B) “The model repeats the same sentence with tiny variations”
- Enable XTC/DRY (or both) with default recommended settings. Further tweak until you find the right combination for your model.
- Lower “Min-P” to ~0.01–0.05 if you have changed it before from the default value (high Min-P can worsen repetition).
- Keep “Repetition Penalty” to reasonable values (above 1.1 and below 2.0 is enough in most cases, higher values can again, make certain tokens repeat more).
C) “The chat gets stuck on one token/word (hard loops)”
- Enable XTC/DRY, or both of them with the default recommended settings, increase temperature slightly. Tweak until you find the right combination for your model.
- Reduce max output for that generation by lowering the “Response (tokens)” setting, and regenerate.
D) “The conversation gets worse ~10-30+ messages into the chat”

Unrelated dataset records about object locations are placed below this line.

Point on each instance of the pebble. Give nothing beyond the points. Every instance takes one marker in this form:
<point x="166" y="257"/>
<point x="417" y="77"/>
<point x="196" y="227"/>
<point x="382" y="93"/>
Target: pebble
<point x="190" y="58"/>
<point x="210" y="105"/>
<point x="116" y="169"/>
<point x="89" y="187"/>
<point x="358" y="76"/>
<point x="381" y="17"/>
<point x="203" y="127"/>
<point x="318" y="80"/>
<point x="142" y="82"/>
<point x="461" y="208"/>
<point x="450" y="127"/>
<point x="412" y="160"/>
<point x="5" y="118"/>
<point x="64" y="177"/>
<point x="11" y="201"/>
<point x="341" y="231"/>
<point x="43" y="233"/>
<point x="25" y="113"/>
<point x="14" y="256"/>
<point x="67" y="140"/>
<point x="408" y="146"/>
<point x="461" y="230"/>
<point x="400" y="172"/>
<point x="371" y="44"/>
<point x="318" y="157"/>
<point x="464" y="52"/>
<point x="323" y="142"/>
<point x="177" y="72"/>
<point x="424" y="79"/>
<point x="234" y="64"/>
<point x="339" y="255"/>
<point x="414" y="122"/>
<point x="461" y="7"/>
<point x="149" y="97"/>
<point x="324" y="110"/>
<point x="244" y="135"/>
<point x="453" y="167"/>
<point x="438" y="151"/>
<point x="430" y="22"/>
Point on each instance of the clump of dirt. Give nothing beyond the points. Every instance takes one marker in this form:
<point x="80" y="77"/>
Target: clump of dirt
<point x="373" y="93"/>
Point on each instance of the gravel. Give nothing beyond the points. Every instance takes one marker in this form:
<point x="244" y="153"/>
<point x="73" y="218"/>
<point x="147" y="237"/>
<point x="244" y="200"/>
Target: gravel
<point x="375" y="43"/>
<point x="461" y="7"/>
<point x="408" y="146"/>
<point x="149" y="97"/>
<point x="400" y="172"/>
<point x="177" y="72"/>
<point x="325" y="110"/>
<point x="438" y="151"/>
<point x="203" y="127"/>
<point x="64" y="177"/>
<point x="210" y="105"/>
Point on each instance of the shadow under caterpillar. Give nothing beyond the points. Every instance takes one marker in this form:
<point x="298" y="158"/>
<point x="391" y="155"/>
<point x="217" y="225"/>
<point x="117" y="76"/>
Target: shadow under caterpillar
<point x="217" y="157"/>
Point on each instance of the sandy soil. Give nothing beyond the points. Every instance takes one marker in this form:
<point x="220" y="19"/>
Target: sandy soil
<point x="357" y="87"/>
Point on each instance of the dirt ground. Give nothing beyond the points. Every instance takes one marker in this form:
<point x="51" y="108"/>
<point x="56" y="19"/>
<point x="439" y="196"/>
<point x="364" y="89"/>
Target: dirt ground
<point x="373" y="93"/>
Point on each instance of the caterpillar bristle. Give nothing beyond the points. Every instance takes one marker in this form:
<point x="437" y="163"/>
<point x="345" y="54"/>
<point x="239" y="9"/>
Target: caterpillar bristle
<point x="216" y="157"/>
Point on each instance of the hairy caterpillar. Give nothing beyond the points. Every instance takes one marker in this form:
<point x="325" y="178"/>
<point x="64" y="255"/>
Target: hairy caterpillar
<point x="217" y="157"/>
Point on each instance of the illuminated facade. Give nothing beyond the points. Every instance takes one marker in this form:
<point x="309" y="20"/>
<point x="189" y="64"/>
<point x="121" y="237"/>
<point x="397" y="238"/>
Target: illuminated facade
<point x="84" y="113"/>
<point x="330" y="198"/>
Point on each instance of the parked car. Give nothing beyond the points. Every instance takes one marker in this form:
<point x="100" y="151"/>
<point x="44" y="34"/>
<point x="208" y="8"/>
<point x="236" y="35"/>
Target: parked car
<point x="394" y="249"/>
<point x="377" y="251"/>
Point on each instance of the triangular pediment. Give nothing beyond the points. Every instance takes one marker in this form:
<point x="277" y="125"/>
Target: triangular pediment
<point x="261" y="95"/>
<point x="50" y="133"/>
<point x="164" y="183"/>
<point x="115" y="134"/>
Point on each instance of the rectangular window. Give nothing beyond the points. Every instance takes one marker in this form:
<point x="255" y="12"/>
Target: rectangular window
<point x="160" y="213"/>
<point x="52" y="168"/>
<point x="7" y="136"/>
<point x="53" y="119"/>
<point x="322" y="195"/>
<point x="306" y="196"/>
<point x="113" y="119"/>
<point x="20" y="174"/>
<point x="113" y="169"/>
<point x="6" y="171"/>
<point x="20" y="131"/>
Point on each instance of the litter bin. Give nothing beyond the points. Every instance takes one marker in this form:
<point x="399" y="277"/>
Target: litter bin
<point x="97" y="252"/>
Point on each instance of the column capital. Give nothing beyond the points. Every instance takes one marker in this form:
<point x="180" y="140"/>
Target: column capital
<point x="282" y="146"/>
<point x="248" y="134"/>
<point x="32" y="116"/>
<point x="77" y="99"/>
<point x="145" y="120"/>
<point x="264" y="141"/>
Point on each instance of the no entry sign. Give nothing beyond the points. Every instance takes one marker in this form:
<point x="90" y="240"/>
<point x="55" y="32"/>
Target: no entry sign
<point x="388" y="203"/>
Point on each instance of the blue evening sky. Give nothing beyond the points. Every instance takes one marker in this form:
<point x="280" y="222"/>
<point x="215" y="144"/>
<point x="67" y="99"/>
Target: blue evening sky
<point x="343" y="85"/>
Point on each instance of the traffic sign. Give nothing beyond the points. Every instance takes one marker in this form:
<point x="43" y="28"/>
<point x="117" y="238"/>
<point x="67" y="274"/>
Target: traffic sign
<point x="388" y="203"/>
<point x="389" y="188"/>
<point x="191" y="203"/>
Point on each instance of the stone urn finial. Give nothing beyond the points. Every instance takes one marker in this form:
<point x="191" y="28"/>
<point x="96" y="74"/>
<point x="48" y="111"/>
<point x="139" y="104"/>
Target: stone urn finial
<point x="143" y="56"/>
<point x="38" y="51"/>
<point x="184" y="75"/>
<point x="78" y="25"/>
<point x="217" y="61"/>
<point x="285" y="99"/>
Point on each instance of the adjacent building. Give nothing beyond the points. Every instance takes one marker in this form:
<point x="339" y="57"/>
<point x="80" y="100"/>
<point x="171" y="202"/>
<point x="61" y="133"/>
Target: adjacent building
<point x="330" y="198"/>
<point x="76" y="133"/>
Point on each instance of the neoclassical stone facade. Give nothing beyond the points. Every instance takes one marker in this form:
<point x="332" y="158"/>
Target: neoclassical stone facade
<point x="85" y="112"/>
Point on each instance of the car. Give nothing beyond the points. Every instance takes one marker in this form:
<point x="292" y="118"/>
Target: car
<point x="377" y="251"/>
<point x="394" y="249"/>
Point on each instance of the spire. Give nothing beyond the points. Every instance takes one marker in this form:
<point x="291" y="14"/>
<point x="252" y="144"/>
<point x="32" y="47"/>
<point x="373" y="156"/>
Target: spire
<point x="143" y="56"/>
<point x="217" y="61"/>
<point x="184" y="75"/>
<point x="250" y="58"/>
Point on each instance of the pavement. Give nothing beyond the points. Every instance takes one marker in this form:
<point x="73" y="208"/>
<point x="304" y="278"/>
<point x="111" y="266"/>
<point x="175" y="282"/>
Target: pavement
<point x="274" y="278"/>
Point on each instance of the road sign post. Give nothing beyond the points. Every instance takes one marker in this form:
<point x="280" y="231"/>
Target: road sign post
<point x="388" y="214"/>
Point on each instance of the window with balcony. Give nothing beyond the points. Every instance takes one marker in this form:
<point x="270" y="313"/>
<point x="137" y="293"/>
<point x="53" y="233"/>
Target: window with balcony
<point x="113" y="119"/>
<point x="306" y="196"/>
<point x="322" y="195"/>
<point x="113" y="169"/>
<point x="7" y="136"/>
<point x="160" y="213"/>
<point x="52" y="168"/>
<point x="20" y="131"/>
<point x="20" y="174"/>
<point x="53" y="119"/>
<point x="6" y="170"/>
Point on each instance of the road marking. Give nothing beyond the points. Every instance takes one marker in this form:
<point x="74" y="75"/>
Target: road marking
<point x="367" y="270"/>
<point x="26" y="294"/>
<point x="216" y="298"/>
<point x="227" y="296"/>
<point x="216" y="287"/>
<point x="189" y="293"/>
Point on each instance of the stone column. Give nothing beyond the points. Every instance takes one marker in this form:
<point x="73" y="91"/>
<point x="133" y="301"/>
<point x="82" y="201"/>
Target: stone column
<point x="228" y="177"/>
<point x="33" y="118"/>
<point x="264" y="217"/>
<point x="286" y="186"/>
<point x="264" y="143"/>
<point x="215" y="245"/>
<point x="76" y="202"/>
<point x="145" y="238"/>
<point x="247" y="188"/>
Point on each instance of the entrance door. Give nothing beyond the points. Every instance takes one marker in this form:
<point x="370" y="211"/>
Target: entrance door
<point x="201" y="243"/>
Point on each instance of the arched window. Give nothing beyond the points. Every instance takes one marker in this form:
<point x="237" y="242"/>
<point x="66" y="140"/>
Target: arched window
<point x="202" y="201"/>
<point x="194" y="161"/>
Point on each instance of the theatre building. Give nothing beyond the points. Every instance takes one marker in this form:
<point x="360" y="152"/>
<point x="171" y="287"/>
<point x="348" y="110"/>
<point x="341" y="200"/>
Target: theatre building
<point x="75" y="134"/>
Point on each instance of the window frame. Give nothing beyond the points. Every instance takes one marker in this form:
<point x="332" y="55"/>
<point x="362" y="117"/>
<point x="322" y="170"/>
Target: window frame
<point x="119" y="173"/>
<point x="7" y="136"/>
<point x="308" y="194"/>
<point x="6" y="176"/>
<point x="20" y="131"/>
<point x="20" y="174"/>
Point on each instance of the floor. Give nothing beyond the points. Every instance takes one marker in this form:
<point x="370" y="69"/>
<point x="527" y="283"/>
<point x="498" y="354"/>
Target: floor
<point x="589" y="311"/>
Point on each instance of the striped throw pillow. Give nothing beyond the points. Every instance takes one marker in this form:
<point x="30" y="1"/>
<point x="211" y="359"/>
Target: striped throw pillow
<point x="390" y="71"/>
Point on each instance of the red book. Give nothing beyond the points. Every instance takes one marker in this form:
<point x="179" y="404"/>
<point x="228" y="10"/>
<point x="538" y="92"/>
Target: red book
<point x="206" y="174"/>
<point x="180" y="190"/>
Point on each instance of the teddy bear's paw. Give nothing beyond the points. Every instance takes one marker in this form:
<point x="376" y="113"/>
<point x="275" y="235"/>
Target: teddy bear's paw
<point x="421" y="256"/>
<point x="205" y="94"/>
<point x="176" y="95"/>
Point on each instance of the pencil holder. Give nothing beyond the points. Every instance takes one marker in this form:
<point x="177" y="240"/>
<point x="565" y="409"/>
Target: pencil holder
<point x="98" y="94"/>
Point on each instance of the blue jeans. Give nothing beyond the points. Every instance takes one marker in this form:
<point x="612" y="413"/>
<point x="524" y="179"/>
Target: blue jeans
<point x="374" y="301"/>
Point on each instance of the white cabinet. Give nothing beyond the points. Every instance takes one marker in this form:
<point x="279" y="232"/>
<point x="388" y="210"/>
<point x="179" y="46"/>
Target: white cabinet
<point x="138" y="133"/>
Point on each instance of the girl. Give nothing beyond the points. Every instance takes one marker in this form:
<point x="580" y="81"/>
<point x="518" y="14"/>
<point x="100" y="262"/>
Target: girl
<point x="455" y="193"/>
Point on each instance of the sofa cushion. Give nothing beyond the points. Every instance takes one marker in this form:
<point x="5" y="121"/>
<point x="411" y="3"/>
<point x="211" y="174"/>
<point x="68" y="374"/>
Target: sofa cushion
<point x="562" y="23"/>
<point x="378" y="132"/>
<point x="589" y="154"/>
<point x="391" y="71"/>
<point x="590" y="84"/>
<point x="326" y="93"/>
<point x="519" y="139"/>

- Reduce context clutter: remove repeated “Author’s Notes” if you notice them directly affecting the exact wording of the late messages in your conversation, summarize your chat history (consider using the “Summarize” extension available in SillyTavern by default), and avoid stacking multiple long system instructions with repetitive content. Also, make sure that your previous messages in the conversation don’t contain excessively repetitive phrases or sentences.
- If you’re running stretched context (for instance via RoPE, set either in SillyTavern or in the backend you’re using), consider lowering the max context value to the one natively supported by your model, or using a model actually trained for longer context (this is a common cause for “late-chat degeneration”).